Under the banner of the Lock the Gate Alliance, about 100 demonstrators assembled outside Brisbane’s Convention Centre for the Queensland Gas Conference and exhibition on October 9 to protest their exclusion from the Australian Petroleum and Production Association’s (APPEA) inaugural Coal Seam Gas (CSG) Conference and Exhibition.
Lock the Gate formally requested that its observers be permitted entry to the conference seminars concerning “social licence to operate”.
The seminars — part of the conference’s “science and social trust stream” — were to “delve into the delicate balance of environmental responsibility, community need and commercial realities, with a focus on the all-important ‘social licence to operate’ issue in the context of true sustainability”, said the Conference brochure.
Conference organisers APPEA rejected the written request, leading Lock the Gate and affiliated community groups to organise a “People’s Social Licence Conference”.

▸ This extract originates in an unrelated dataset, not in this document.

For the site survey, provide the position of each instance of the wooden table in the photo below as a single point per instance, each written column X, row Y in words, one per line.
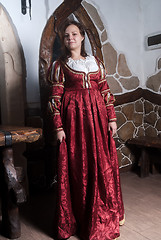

LTGA President Drew Hutton said in an October 6 statement: “Present at these discussions we see major corporate consultancies, marketing agencies and of course CSG mining companies — but not one genuine representative from any of the Australian communities currently faced with intensive CSG operations in their area.
“This approach is typical of the manner in which CSG mining, as promoted by APPEA, has been rolled out across large areas of Queensland — with little to no genuine regard for the concerns of landholders and regional communities.”